Menanggapi informasi yang ada, Direktur Polairud Polda Maluku Utara, Kombes Pol Azhari Zuanda, melalui Halamansofifi.id menyatakan bahwa pihaknya akan segera mengirimkan personel untuk melakukan lidik.
“Nanti dibantu untuk memberikan informasi, ciri-ciri kapal-kapal yang mereka gunakan dan ciri- ciri orang yang melakukan kegiatan tersebut, ” Kata Kombes Azhari, Senin (7/7/2025).
Jika terlibat, Polairud Polda Maluku Utara bakal melakukan menangkapan dan memproses sesuai dengan dengan prosedur penegakan hukum yang berlaku.
Aktivitas penangkapan ikan menggunakan bahan peledak di perairan Taliabu Timur, khususnya di Desa Tubang, Penu, dan Pariig, dalam beberapa bulan terakhir telah menimbulkan kekhawatiran di kalangan nelayan.

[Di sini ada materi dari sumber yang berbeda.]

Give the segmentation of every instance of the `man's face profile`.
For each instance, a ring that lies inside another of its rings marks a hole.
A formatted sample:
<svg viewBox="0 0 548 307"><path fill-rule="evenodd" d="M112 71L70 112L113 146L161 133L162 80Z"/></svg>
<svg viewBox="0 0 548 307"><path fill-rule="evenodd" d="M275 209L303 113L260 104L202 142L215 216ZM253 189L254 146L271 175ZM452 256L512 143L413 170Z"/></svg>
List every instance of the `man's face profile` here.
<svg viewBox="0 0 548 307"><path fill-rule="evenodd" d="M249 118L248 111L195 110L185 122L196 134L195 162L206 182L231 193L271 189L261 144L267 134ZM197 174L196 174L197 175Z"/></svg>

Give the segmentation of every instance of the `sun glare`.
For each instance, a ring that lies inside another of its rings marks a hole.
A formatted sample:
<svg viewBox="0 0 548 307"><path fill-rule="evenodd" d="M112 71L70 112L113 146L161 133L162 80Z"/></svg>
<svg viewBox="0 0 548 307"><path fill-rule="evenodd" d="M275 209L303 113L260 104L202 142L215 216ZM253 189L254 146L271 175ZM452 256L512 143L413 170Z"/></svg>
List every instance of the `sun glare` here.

Beberapa lokasi yang menjadi titik fokus kegiatan memancing nelayan menjadi target utama pelaku Penangkapan Ikan dengan cara di bom.
Berdasarkan informasi yang diperoleh dari sumber media, aktivitas pengeboman ikan dilaporkan terjadi di Rep Duhu, antara perairan Penu dan Parigi.